Following President Obama’s announcement of a national plan for free community college earlier this month, debates flared in the media over its value as a national investment and the feasibility of such a plan on a financial level. We at the Wheel find this plan to be a step in the right direction, but we do have some reservations.

The plan was officially proposed in the annual State of the Union address this past Tuesday. The goal of this program is to make higher education, including technical and vocational schools, more accessible to those that are qualified but might otherwise not be able to afford the cost of attendance. This plan is modeled on the “Tennessee Promise” program, which that state has implemented with great success.

​The two major stipulations of this new national proposal are that a participating student maintain a minimum 2.5 cumulative GPA and be currently enrolled in a full - or part-time program of study to maintain progress towards either a degree or a certificate in an in-demand field. This proposal supports those that wish to pursue education at a vocational or technical school, where students learn the ropes of various trades, such as plumbing, masonry or carpentry. This program would have a very wide-ranging impact on a wide variety of people with a potential for a lot of good to be done to and for our society. However, the proposal as it stands does not address a number of issues.

First, Obama’s plan does not address the current stigmatization of technical schools. Our media is inundated with the message that liberal arts colleges are necessary for a successful, comfortable life. The government needs to work to raise awareness of the benefits and importance of skilled labor and establish programs to encourage students whose passions do not lie at college to consider vocational training without any sense of shame.

Second, the program as stated does little to address the issue of retention at community colleges. Graduation rates at two-year schools are staggeringly low. For a six-year graduation rate, numbers around 20 percent are extremely common.
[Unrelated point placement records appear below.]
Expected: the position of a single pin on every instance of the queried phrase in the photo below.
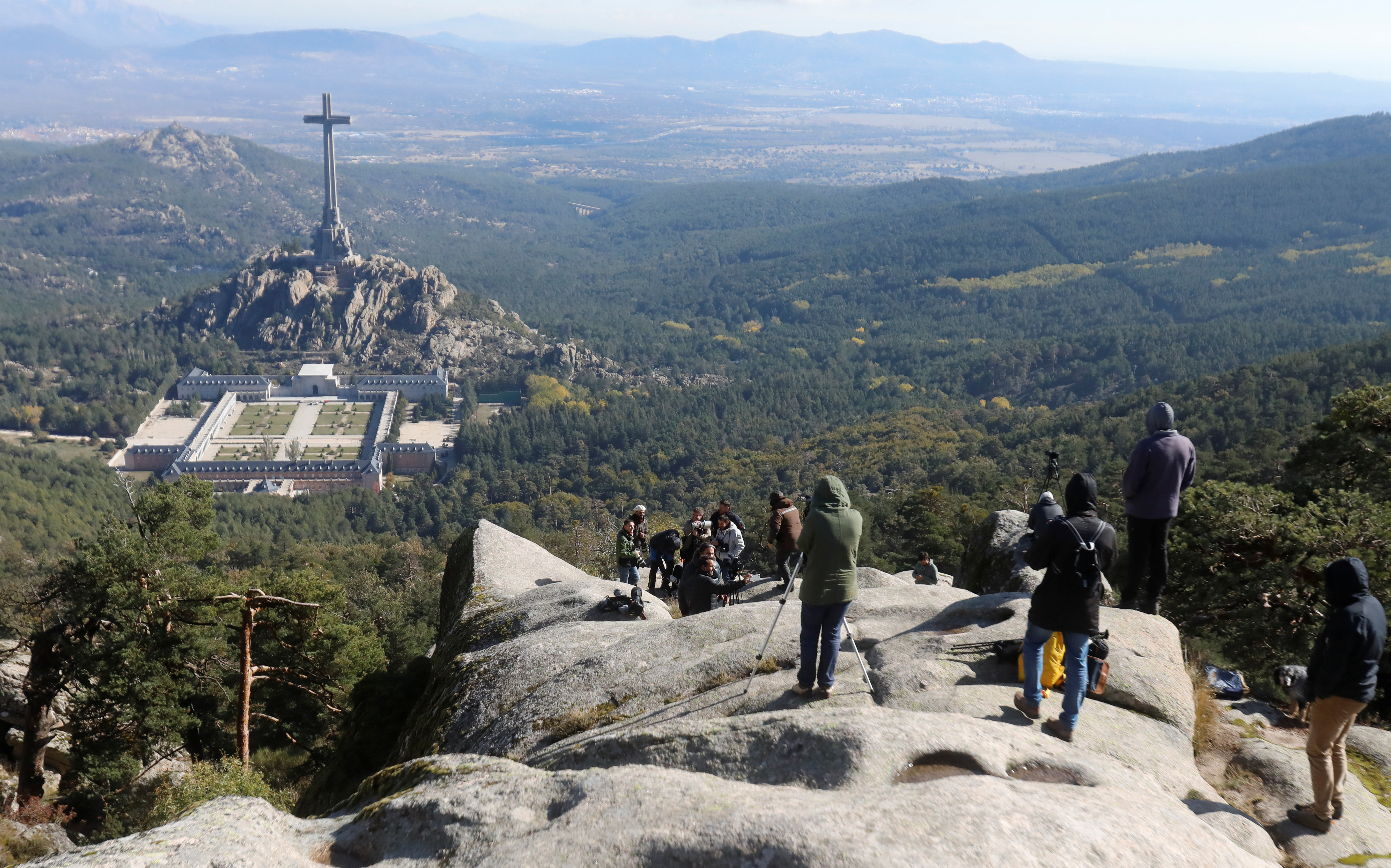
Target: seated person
(663, 550)
(925, 572)
(700, 583)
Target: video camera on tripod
(624, 604)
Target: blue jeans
(1074, 664)
(821, 627)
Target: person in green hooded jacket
(830, 543)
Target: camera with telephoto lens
(624, 604)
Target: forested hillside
(925, 343)
(871, 298)
(1337, 140)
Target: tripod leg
(856, 649)
(782, 601)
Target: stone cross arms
(332, 243)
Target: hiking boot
(1310, 820)
(1055, 728)
(1337, 810)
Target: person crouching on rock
(1076, 550)
(663, 550)
(729, 544)
(703, 583)
(628, 554)
(1347, 657)
(830, 543)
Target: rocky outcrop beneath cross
(377, 312)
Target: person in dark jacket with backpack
(628, 554)
(1074, 551)
(1347, 657)
(784, 529)
(663, 550)
(1162, 467)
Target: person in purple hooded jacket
(1161, 468)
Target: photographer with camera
(628, 554)
(734, 517)
(1162, 467)
(729, 546)
(831, 546)
(1074, 551)
(639, 519)
(702, 583)
(784, 529)
(693, 533)
(663, 553)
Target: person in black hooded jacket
(1344, 675)
(1062, 604)
(702, 583)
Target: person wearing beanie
(1045, 511)
(1161, 468)
(1347, 657)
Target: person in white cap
(639, 521)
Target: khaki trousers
(1330, 720)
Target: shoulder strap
(1095, 537)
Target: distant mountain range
(1329, 141)
(895, 65)
(869, 65)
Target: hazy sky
(1348, 37)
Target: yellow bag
(1054, 670)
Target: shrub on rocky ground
(208, 781)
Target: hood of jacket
(1346, 581)
(1081, 494)
(1161, 418)
(831, 494)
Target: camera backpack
(1087, 568)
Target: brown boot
(1310, 820)
(1055, 728)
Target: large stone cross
(332, 241)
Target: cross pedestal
(333, 245)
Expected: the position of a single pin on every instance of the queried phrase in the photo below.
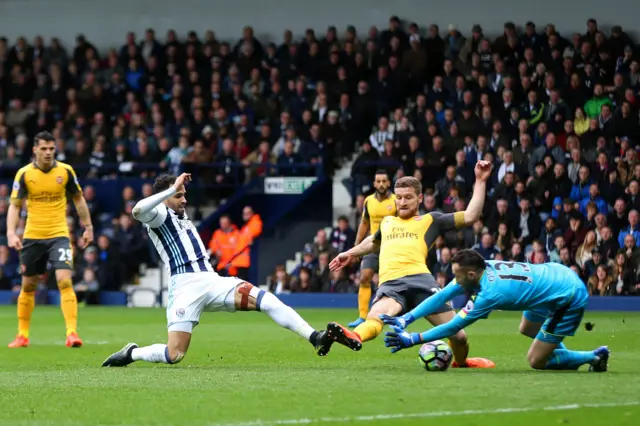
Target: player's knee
(29, 286)
(460, 338)
(536, 362)
(365, 280)
(176, 355)
(65, 283)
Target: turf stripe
(397, 416)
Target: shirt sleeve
(475, 310)
(150, 211)
(435, 302)
(73, 186)
(365, 211)
(19, 189)
(449, 221)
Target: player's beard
(408, 213)
(382, 192)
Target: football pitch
(242, 369)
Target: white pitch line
(376, 417)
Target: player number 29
(65, 255)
However, there may be solutions. Tennessee’s program, to increase retention at their state-funded programs, features a mentoring program to ease the transition to higher education for their students. ​Nearer to Emory, Georgia State University (GSU), a four-year college located in Downtown Atlanta, has used data to keep its 32,000 students on track to graduation, sending automated alerts to students’ advisors when a student doesn’t take enough credit hours or the right classes to remain on track to graduate. GSU’s approach has proved so successful — raising its graduation rates by 22 percent over 10 years — that it proved a major impetus in a recently announced merger with Georgia Perimeter College (GPC), which struggles in its graduation rates. If community colleges find more innovative strategies like these to retain students, this program could become profoundly successful.

Another issue raised is that low-income students already receive federal funding for college in the form of Pell grants, so free community college might more specifically benefit middle- or higher-income students. However, Pell grants do not address the extremely substantial costs of both textbooks and living expenses. Obama’s program needs to address this issue and target low-income students, as tuition is not the only price in cost of attendance.

Finally, the potential for continual severe credential inflation becomes a very real possibility. More and more professions, ranging from managerial positions at Target to performance positions in major orchestras, have experienced a phenomenon in which entry level positions now require a significantly higher level of education than they did in the past.

As this occurs, Obama’s plan may do nothing to stave off growth of economic inequality or improve the job market, because as far more people take advantage of schooling beyond high school, its value decreases.

​However, despite its drawbacks and the questions we’ve raised, making higher education more accessible creates a stronger, more informed and more innovative populace. As Obama said in his State of the Union address, the U.S. needs to make college “as free and universal in America as high school,” thereby creating a more critically-engaged, stronger nation.

The above staff editorial represents the majority opinion of the Wheel’s editorial board.